The Parsis were Persians who migrated to southern India from Persia. They had a highly evolved culture, heavily shaped by the teachings of Zoroaster, a prophet who lived in the seventh century before Christ. King calls Zoroastrianism “a religion of conduct rather than piety,” for it holds that all people — that includes both sexes — are equal, that we are stewards of the earth, and that life is “an ongoing struggle between light and dark forces within each human being.”

Because Bombay is a port city and a commercial hub, its tastes were sophisticated when King was growing up there. So was its food — as King writes, Bombay had “a real magpie cuisine” that drew upon the old ways and, at the same time, featured local modifications of the food of other traditions.

King learned about food from her mother and the family cook, then went off to boarding school, where food was “a constant preoccupation” and luxury was “a can of baked beans after lights out.” Though she moved to America, she had a keen memory of her childhood meals and the joys of “a diet not constrained by religion.” With the help of her mother’s recipes — and her mother — she began to use her training as an anthropologist to chronicle Parsi cooking.

Most of her recipes will be of interest primarily to hard-core foodies. Are you likely to make your own Indian breads? Have a hankering to whip up some brain cutlets? Can your butcher get kid for you? And how about banana leaves to wrap fish filets?

So what’s left to the amateur chef — or, more urgently, the home cook who’d like a modest expansion of his/her repertoire?

Just enough recipes to justify the purchase — and whet the palate for the more adventurous recipes.

Sio I’m starting with Parsi crudités, a selection of off-the-beaten track vegetables (jicama) and fruits (green mango crescents), accompanied by bowls of salt and cayenne pepper and lime wedges.

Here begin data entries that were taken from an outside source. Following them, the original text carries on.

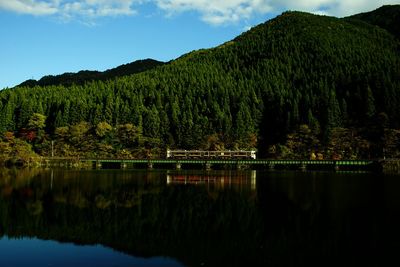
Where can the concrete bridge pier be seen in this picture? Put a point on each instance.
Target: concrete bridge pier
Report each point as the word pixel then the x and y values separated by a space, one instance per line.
pixel 336 167
pixel 98 165
pixel 303 167
pixel 208 166
pixel 271 166
pixel 178 166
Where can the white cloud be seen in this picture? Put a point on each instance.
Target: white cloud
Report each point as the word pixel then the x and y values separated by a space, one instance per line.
pixel 214 12
pixel 230 11
pixel 71 8
pixel 29 7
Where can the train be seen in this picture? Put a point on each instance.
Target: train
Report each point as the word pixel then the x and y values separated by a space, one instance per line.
pixel 205 154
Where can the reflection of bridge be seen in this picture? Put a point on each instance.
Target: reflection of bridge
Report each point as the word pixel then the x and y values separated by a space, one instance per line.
pixel 208 164
pixel 247 178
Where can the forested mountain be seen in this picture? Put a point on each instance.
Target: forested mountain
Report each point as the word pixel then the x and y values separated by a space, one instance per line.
pixel 80 78
pixel 386 17
pixel 297 84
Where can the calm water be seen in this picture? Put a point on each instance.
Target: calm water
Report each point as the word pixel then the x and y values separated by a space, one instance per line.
pixel 196 218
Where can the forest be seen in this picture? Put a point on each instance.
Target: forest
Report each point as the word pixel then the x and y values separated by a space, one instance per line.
pixel 297 85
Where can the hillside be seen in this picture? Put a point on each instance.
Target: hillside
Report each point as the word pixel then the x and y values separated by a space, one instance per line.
pixel 386 17
pixel 80 78
pixel 292 85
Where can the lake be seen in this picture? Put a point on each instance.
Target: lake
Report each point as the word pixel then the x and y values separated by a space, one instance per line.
pixel 58 217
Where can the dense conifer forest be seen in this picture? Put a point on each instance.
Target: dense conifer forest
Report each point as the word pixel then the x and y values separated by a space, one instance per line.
pixel 297 86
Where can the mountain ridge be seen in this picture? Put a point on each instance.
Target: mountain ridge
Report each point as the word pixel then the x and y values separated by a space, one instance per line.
pixel 298 76
pixel 80 77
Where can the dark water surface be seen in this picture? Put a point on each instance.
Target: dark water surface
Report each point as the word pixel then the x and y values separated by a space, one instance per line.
pixel 198 218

Then it’s on to carrot and coriander soup, served hold or cold. Lamb shanks spiced with a ginger-garlic paste, cumin seeds and red chiles. Irish stew (yes, Irish stew). Cashew cream chicken, with its “thick, creamy” gravy. Caramelized fried rice. And a cauliflower custard.

Which recipe will most tempt you? I vote for the custard. It took me just minutes to prepare. It was, like so many great dishes, even better the second day. And, I can happily report, it was at once as familiar as quiche and exotic as…well, Bombay.

Wobbly Cauliflower Custard

Serves 4 to 6

1 small cauliflower (about one pound)
4 large eggs
3 cups warm milk
1 cup (or more) grated Cheddar, Monterey Jack, Parmesan or Fontina cheese
chopped fresh green or red chiles (optional)
salt to taste

Heat the oven to 350 degrees. Lightly butter a 1-to-2 quart baking pan.

Boil the cauliflower (whole or cut in half) in lightly salted water until tender. Break it into small florets, chop the stem into small bits, salt lightly. Crowd the cauliflower into the baking pan.

Beat the eggs lightly with the warm milk. Add about three-quarters of a cup of the grated cheese and, if using, the chiles to taste. Pour over the cauliflower, which should be covered but not drowned. Strew the rest of the grated cheese over the top.

Put the baking dish in a larger pan containing enough warm water to come 2 inches up the side. Bake about 30 minutes. The custard should be very wobbly, and the top should be set and golden but not at all brown.

Remove the pan from the oven and let it stand at room temperature for 5 to 10 minutes before serving.